Meanwhile Saunders and his fifteen men trudged steadily to the
southward, dragging their sledge behind them. The ice-floes, however,
turned out to be very rugged and hummocky, and retarded them so much
that they made but slow progress until they passed the Red Snow Valley,
and doubled the point beyond it. Here they left the floes, and took to
the natural highway afforded by the ice-belt, along which they sped more
rapidly, and arrived at the Esquimaux village in the course of about
five hours.
Here all was deserted and silent. Bits of seal and walrus, hide, and
bones and tusks were scattered about in all directions, but no voices
issued from the dome-shaped huts of snow.
"They're the likest things to bee-skeps I ever saw," remarked Saunders,
as he and his party stood contemplating the little group of huts. "And
they don't seem to care much for big doors."

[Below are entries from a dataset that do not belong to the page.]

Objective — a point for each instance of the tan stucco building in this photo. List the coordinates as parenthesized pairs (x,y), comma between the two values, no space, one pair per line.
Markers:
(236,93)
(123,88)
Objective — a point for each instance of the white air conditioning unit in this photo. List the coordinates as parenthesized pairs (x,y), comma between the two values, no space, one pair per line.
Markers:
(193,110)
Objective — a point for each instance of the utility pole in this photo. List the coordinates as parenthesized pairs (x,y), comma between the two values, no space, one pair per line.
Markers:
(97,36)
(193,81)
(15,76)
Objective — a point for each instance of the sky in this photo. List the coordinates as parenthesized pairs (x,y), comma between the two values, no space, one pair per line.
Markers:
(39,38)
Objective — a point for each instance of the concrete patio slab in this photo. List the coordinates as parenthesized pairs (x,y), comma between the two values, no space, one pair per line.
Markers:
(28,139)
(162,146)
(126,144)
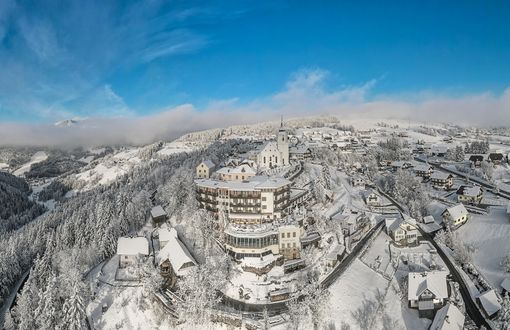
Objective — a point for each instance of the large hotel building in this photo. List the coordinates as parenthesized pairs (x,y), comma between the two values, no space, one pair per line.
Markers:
(255,208)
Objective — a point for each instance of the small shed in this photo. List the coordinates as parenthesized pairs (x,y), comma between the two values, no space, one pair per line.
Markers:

Saunders referred here to the low tunnels, varying from three to twelve
feet, that formed the entrance to each hut.
"Mayhap there's some o' them asleep inside," suggested Tom Green, the
carpenter's mate; "suppose we go in and see?"
"I dare say ye're no far wrong," replied the second mate, to whom the
idea seemed to be a new one. "Go in, Davie Summers, ye're a wee chap,
and can bend your back better than the most o' us."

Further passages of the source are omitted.